Thomas and Witte (1) discuss the possible use of genomic control of population stratification. Genomic control uses markers unrelated to disease to correct the bias (13 , 23, 24, 25) . We believe that these methods can sometimes provide an inexpensive and easy way to enhance the credibility of studies with unrelated controls by ruling out even the remote possibility of bias. Perhaps the genetic approaches will prove particularly useful when ethnic differences are important and self-report is very difficult, as for African Americans, from whom we do not know how to capture information on ethnic ancestry or their degree of European ancestry via questionnaire. By contrast, among Hispanic or Asian immigrants to the United States, it is relatively easy to determine broad geographic origin (Cuban, Mexican, Puerto Rican, Salvadoran; Chinese, Filipino, Korean, Japanese, Vietnamese).

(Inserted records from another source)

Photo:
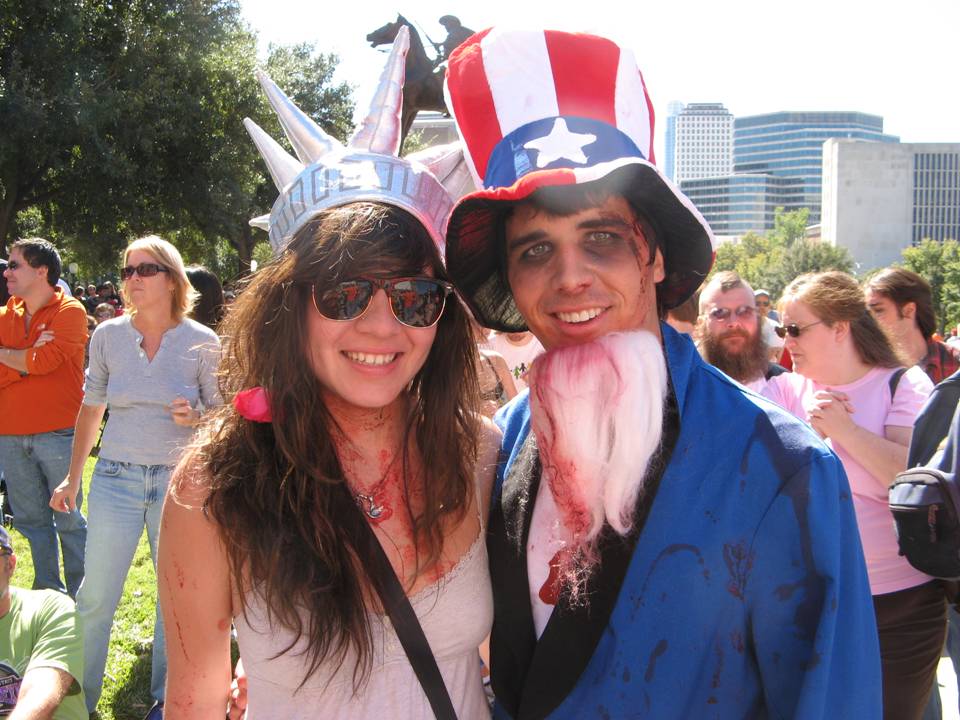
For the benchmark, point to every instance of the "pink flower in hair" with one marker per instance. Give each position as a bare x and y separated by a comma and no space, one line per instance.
253,404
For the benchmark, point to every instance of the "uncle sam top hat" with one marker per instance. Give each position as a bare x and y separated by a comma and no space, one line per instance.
547,108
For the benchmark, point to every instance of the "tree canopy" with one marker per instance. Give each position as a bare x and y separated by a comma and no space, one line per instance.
771,261
939,264
123,117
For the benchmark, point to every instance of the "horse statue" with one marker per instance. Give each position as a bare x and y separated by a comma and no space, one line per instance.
423,78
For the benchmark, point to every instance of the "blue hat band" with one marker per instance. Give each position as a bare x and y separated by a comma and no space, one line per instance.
556,142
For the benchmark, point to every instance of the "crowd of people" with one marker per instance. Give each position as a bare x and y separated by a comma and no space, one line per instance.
678,509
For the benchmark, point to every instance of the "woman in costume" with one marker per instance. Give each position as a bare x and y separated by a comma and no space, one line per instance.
849,385
154,369
352,434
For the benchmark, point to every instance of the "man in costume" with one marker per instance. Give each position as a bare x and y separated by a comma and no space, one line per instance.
730,332
662,543
41,649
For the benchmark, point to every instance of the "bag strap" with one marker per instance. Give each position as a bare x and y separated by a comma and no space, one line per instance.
409,632
895,380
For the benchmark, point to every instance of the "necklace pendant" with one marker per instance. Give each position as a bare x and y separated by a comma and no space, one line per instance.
368,504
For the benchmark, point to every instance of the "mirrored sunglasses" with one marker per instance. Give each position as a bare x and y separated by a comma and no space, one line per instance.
415,301
143,270
793,330
744,312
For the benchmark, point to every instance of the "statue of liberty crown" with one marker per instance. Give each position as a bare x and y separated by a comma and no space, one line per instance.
327,174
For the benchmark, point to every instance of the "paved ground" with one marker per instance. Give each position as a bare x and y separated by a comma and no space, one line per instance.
948,689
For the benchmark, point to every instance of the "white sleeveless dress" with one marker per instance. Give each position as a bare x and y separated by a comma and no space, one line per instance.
456,614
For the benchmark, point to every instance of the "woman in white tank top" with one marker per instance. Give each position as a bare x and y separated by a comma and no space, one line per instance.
351,368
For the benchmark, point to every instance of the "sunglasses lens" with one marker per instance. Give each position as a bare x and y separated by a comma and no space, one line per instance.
417,302
344,301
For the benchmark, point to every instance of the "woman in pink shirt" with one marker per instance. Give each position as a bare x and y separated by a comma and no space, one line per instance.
844,365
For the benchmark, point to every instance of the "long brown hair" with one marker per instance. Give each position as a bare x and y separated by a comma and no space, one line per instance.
834,296
277,490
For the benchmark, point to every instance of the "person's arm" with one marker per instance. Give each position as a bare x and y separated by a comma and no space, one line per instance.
207,361
195,597
485,475
67,334
882,457
488,453
813,630
64,497
17,359
41,692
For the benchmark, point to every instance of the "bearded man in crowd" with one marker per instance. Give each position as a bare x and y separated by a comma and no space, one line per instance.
730,332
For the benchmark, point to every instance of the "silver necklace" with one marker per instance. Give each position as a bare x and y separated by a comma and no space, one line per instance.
368,504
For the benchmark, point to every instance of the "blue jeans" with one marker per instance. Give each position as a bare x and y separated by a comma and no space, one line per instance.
934,709
123,498
34,465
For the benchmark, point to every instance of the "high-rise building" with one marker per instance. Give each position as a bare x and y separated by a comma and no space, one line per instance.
879,198
790,144
670,139
704,135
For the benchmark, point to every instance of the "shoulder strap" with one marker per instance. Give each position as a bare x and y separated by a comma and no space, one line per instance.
894,381
409,632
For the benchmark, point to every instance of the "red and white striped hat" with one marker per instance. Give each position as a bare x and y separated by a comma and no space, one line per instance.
544,108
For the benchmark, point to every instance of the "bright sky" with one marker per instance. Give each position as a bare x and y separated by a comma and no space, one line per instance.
899,61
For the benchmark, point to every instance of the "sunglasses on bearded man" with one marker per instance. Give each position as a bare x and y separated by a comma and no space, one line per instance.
416,302
143,270
744,312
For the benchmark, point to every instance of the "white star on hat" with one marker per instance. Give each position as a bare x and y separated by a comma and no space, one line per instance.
560,143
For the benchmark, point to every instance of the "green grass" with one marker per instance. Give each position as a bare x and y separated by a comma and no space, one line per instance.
126,683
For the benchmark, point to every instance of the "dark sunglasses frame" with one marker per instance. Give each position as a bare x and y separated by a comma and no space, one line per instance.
793,330
723,314
393,294
143,270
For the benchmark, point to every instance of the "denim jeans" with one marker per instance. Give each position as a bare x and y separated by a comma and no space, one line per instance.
124,497
34,465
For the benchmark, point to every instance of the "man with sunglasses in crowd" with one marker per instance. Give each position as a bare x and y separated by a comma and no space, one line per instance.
661,542
41,649
730,332
43,334
902,302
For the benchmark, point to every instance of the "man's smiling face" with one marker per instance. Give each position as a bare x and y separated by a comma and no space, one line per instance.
577,277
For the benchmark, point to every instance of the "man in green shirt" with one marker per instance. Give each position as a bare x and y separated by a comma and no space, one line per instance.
41,649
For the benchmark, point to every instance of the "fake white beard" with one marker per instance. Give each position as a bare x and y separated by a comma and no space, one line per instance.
597,413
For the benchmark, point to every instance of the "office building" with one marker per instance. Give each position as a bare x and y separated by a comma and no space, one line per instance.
703,146
881,198
790,144
734,205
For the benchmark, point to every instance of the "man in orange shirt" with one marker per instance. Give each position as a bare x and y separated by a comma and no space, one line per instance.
43,334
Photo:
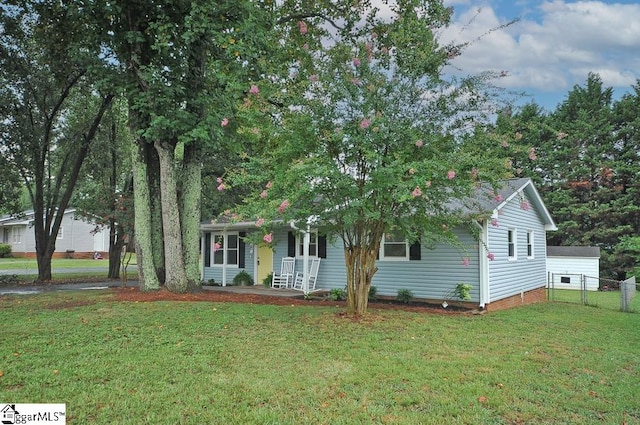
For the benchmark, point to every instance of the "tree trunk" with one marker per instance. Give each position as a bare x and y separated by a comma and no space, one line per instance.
190,213
116,242
175,278
361,266
148,280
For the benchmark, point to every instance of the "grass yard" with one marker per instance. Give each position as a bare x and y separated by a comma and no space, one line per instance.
231,363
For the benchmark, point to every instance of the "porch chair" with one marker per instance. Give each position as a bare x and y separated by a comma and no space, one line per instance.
313,275
284,279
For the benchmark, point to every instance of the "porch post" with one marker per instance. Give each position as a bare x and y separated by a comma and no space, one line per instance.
224,258
305,260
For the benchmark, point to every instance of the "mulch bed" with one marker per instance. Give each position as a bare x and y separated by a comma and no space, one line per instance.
135,295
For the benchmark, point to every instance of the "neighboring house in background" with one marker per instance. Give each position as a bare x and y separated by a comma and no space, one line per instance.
505,264
76,237
569,266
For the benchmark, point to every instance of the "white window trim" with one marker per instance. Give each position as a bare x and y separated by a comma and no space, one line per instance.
381,256
225,235
299,242
531,242
514,232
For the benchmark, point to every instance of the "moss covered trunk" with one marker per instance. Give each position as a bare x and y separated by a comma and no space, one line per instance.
175,275
191,195
148,279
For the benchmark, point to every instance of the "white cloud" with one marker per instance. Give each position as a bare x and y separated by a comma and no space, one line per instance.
553,47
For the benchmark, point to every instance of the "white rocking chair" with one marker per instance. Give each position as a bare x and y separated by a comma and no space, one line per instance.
313,275
284,279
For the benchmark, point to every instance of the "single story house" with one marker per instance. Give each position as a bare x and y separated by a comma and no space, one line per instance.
572,267
76,237
505,264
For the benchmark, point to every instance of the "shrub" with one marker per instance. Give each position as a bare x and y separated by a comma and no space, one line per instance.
337,294
5,250
267,280
243,278
404,295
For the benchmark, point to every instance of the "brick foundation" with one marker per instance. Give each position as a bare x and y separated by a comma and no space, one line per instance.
530,297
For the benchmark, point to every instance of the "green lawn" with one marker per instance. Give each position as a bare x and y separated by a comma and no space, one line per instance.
205,363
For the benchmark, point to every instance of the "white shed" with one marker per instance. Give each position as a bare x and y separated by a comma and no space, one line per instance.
568,265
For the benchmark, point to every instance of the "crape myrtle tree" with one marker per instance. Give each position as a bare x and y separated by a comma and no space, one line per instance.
54,90
374,142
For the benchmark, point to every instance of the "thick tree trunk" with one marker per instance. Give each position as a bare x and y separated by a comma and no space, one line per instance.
175,278
361,266
148,279
191,195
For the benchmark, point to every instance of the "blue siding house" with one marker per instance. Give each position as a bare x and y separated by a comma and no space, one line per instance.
505,265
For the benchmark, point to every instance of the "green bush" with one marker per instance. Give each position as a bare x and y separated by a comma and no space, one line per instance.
5,250
337,294
404,295
243,278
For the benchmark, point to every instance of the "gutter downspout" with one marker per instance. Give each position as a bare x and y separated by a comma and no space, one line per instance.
305,255
483,263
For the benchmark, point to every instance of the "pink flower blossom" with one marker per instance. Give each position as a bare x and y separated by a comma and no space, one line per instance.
302,26
283,206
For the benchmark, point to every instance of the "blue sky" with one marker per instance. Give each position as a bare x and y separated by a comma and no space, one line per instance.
553,46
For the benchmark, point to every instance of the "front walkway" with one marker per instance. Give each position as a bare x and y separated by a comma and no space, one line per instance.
255,290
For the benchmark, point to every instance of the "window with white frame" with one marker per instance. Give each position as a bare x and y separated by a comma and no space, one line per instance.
530,244
394,248
225,248
313,244
511,244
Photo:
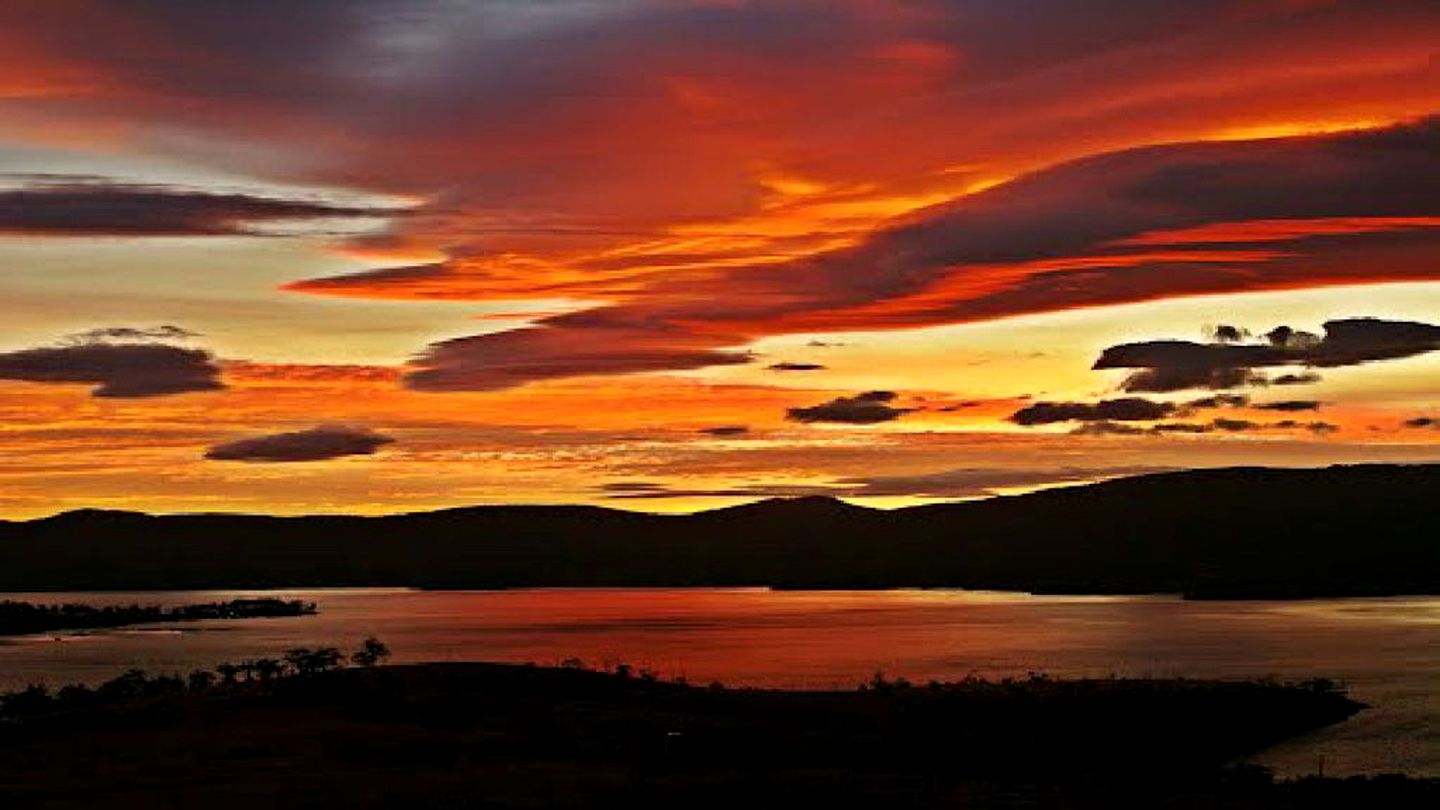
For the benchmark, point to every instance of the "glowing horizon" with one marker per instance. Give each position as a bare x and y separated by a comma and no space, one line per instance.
378,257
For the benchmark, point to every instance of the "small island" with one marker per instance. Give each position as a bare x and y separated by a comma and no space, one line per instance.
303,730
20,619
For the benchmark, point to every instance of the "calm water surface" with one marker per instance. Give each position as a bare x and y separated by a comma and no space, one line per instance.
1386,650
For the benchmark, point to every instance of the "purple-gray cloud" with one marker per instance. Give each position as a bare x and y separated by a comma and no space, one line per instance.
867,408
314,444
117,369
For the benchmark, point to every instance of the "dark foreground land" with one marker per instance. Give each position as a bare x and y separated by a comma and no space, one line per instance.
488,735
18,619
1213,533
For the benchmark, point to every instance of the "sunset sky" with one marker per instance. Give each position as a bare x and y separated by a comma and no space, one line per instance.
382,255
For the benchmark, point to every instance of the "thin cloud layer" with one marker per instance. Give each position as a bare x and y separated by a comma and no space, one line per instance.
869,408
120,371
314,444
1126,227
1125,410
105,208
1175,365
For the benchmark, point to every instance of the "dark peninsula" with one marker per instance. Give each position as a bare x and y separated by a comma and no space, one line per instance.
1206,533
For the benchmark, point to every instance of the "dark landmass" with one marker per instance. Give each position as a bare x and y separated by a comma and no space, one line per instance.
494,735
1207,533
18,619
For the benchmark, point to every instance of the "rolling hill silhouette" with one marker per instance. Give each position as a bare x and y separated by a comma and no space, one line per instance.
1231,532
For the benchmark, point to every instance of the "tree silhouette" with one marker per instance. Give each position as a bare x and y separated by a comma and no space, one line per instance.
372,652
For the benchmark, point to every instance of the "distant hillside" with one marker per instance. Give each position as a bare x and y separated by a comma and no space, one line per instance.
1234,532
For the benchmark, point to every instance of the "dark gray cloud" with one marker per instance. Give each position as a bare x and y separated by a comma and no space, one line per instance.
1220,401
651,490
977,482
1106,427
795,366
313,444
860,410
1181,428
964,482
1089,232
107,208
1174,365
1125,410
131,335
491,362
1234,425
117,369
1290,405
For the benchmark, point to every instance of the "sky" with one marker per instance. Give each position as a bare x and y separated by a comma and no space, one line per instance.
386,255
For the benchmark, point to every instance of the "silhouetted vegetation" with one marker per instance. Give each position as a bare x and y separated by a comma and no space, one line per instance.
491,735
131,685
1239,532
18,619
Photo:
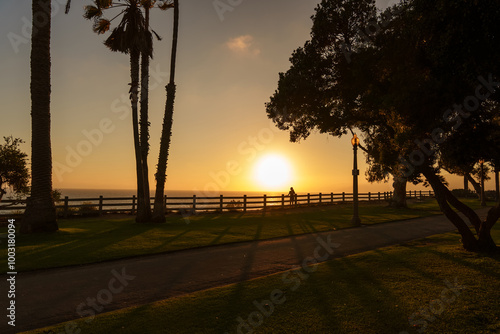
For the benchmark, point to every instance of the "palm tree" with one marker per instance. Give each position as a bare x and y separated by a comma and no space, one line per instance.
40,214
132,36
144,122
159,205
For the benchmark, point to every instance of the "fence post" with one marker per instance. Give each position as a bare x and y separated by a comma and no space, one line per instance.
133,205
65,213
100,205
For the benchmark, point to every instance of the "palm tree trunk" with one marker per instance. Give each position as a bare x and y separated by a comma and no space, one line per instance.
40,214
134,91
144,123
399,198
159,205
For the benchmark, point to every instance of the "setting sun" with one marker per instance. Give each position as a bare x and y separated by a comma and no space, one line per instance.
273,171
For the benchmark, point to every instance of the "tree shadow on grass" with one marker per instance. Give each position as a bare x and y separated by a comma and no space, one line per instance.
221,234
361,293
458,259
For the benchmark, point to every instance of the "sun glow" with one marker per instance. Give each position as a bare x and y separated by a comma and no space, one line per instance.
273,171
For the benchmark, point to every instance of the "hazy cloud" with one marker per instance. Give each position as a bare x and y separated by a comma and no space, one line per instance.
243,45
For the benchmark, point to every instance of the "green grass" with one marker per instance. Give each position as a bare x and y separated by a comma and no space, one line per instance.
372,292
89,240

We doubt, however, that adjustment for genomically determined ethnicity will often have much effect on estimates of association, especially in non-Hispanic Europeans. Confounding by interethnic differences in disease risk will not be eliminated by a genetic definition of ethnicity if the main sources of ethnic variation in cancer rates are not genetic. Race or ethnicity is more than just a function of genes, and the racial and ethnic differences in disease rates are more likely explained by behavioral, cultural, and socioeconomic factors, as one can infer from migrant studies (4) . Therefore, genomic determination of ethnicity is probably not the most effective way to control for a determinant of risk that is a function of social, economic, behavioral, cultural, environmental, and religious characteristics, as well as access to health care.
We believe, instead, that self-reported ethnicity, which is probably more highly correlated with cultural and behavioral factors than genome-based ethnicity, may be a better and more appropriate tool to reduce confounding in cancer studies in European Americans, and perhaps other groups, where population stratification is a concern. Lin and Kelsey (26) discuss tools for improving collection of ethnic and racial information from questionnaires (but not genetic panels); they point out that no single measure will capture the important sources of variation in disease rates. However, we do not agree with the assertion of Thomas and Witte (1) that fine grouping of ethnic origin is needed, and mixed-ethnicity individuals must be “treated appropriately,” given the small bias when no ethnic adjustment is made (Table 1)⇓ . Furthermore, there could be a loss from overmatching from a possibly higher correlation between genetically determined ethnicity and the allele of interest, leading to loss of power.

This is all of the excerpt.